Influence of pH on precipitate crystallite sizes?

Question

It's normally assumed that a higher pH of solution would slow nucleation rates and hence lead to larger crystal formation. I've found literature that it is due to solid-liquid inter-facial tension. Which is a concept that I do not fully understand.

In my experiments, higher pH solutions led to the formation of smaller crystallites. I can't make sense of why its contradicting the literature. Here are the images from my experiments:

My samples are precipitates produced from mixing aqueous $\ce{CaCl2}$ +$\ce{MgCl2}$ and $\ce{Na2CO3}$ solutions. The elevated pH images were produced through the addition $\ce{NaOH}$ to the previously mentioned mixture.

If you have any comments or ideas, it would be greatly appreciated. I am a engineering student who is trying his hand at inorganic chemistry.

Thanks in advance.

Answer 1

At low pHs there is little "free" $\ce{CO3^{2-}}$ to precipitate the $\ce{Mg^{2+}}$ and $\ce{Ca^{2+}}$ cations. Most of the carbonate species are dissolved $\ce{CO2}$, $\ce{H2CO3}$ and $\ce{HCO3-}$. Thus the precipitate forms slowly and you get relatively large crystals.

At high pHs there is a lot "free" $\ce{CO3^{2-}}$ to precipitate the $\ce{Mg^{2+}}$ and $\ce{Ca^{2+}}$ cations. Thus the precipitate forms relatively rapidly and you get relatively small crystals.

I have no idea what literature would lead you to believe otherwise.

Answer 2

Aside of influence on the crystallization rate, you have also consider the direct chemical influence.

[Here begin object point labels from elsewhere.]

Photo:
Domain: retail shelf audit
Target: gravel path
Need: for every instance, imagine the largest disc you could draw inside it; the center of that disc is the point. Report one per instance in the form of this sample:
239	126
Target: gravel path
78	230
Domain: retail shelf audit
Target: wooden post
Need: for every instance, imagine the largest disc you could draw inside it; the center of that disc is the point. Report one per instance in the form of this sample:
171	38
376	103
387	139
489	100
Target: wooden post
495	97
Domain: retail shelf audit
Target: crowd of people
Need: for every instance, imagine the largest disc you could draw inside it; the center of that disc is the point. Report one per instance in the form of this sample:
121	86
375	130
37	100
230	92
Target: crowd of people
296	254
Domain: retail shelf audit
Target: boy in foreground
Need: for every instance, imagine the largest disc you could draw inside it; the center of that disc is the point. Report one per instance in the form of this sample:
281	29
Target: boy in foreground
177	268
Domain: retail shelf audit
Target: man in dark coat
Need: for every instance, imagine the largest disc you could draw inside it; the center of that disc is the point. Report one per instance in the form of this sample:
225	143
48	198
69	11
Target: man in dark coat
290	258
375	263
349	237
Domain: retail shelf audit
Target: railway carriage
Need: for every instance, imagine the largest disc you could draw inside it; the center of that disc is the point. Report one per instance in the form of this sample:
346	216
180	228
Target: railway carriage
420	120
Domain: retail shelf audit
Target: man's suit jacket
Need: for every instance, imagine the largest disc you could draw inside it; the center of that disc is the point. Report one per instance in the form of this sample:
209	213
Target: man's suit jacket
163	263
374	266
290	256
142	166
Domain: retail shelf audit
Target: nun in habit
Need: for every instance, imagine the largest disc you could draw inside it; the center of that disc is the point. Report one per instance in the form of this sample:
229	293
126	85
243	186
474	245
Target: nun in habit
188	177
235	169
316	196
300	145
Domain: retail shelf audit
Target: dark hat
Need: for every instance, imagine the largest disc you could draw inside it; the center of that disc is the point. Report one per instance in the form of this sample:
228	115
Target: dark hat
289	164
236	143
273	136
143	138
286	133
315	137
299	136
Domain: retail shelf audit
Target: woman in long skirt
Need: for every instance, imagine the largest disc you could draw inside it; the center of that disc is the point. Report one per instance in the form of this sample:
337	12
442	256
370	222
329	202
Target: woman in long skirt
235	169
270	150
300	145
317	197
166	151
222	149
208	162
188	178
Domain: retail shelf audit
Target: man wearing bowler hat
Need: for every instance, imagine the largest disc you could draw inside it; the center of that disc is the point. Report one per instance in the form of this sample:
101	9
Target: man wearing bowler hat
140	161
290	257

The sodium carbonate hydrolyzes in not enough alkaline solutions. $$\ce{Na2CO3 + H2O <=> NaHCO3 + NaOH}$$

Precipitation of carbonate is interfered by solubility of Bicarbonates. $$\ce{CaCO3 v + H2O + HCO3- <=> Ca(HCO3)2 + OH-} $$

Addition of the hydroxide affects both processes. It shifts the equilibrium towards precipitation and also speeds up the precipitation.

The same for magnesium.

For magnesium, there is possibility of a side reaction of precipitation the insoluble hydroxide. But lower carbonate solubility will probably overrule this.

$$\ce{MgCl2 + 2 NaOH -> Mg(OH)2 v + 2 NaCl}$$